FACTS AND PROCEDURAL HISTORY

¶ 2 The unique facts and procedural history underlying these appeals are as follows. Father is a math professor and department chair at Cleveland State University in Cleveland, Ohio. He lives with E.D., who was a practicing dentist and is now retired. Father and E.D., who live together in a home they built in Ohio, are in a long-term relationship and they want to have children. E.D. is a widow,2 with two grown children: a daughter, who is married with four children, and a son.3 (Notes of Testimony (“N.T.”) Custody Trial, 7/9/04, at 112-15; R.R. at 561a-564a). Father has no children. After enduring infertility treatments and learning that E.D. was incapable of conceiving any more children, the couple considered other options. Although willing, E.D.’s daughter was incapable of serving as a surrogate for the couple.

¶ 3 Father and E.D. eventually contacted Surrogate Mothers, Inc. (“SMI”), a private surrogacy agency in Indiana.
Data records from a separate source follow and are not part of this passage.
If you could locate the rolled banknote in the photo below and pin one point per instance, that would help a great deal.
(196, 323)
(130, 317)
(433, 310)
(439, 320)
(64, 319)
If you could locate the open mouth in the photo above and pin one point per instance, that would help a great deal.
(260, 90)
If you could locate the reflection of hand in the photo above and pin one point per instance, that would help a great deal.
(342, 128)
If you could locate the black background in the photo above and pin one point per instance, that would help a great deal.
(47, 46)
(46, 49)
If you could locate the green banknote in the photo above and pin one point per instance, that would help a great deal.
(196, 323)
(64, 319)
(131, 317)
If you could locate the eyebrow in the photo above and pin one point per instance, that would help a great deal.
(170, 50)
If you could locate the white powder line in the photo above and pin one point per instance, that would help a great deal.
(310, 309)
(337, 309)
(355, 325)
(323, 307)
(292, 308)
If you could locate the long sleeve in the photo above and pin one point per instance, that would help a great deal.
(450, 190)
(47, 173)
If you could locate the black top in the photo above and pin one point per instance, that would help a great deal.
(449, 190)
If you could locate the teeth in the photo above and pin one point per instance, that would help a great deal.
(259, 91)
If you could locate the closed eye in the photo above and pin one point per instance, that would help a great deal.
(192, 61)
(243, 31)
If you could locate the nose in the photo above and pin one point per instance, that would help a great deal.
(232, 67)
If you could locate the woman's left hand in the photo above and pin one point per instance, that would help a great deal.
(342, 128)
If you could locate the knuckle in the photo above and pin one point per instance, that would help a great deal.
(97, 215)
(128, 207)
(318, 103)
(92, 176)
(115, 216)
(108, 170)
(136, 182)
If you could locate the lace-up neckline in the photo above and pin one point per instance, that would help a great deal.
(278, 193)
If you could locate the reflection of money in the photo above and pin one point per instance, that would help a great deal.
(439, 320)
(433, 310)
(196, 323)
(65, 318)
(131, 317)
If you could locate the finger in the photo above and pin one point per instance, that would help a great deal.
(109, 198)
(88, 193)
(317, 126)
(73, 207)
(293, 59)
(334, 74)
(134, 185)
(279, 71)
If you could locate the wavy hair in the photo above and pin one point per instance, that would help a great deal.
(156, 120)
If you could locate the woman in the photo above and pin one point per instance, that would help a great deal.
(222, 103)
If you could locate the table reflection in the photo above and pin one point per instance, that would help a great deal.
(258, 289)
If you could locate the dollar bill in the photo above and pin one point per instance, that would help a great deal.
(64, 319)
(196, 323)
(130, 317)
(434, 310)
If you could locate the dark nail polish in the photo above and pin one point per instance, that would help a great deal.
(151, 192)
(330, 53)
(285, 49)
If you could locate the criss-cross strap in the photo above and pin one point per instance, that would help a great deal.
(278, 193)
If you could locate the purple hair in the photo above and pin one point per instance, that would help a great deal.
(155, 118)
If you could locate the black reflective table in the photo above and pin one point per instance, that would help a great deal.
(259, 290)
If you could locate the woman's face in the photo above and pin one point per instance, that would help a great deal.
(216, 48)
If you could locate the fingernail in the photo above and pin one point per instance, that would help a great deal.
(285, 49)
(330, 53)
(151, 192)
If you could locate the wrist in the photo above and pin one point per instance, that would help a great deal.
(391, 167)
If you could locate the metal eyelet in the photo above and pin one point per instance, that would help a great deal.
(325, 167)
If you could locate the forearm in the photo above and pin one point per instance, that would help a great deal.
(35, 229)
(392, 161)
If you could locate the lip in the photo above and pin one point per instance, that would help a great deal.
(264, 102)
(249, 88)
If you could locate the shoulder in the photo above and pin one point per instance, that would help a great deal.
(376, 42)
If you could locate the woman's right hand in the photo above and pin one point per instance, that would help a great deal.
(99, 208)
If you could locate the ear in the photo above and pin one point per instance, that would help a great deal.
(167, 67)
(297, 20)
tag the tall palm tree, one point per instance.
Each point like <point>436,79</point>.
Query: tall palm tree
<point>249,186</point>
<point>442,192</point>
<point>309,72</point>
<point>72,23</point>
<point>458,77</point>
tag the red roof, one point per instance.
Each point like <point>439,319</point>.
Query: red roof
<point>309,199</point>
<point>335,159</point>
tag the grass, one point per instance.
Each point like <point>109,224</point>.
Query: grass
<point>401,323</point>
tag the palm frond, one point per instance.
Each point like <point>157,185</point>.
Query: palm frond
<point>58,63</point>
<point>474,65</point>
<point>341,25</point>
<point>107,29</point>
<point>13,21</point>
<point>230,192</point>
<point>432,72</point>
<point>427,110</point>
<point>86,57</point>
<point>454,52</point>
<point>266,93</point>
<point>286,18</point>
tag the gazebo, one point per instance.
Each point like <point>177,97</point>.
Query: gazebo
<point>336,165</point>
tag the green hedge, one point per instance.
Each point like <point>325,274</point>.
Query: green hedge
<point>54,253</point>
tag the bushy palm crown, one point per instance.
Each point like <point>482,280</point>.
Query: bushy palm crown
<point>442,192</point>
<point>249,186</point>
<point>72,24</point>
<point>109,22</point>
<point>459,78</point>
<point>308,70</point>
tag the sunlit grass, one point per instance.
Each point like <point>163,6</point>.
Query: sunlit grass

The couple entered into an agreement with SMI listing Father as “Biological Father or Adoptive Father”, E.D. as “Biological Mother, Adoptive Mother, or Partner”, [1266]*1266and the couple as “Client”. (Agreement Between Client and SMI, Father’s Complaint for Sole Custody, Exhibit A; R.R. at 22a-27a). The Agreement provided that Steven C. Litz, Esquire, director of SMI, would “prepare all legal papers incidental to the legal processes involved” and “represent Client in all of the proceedings contemplated by this agreement”. (Id. at 2-3; R.R. at 23a-24a).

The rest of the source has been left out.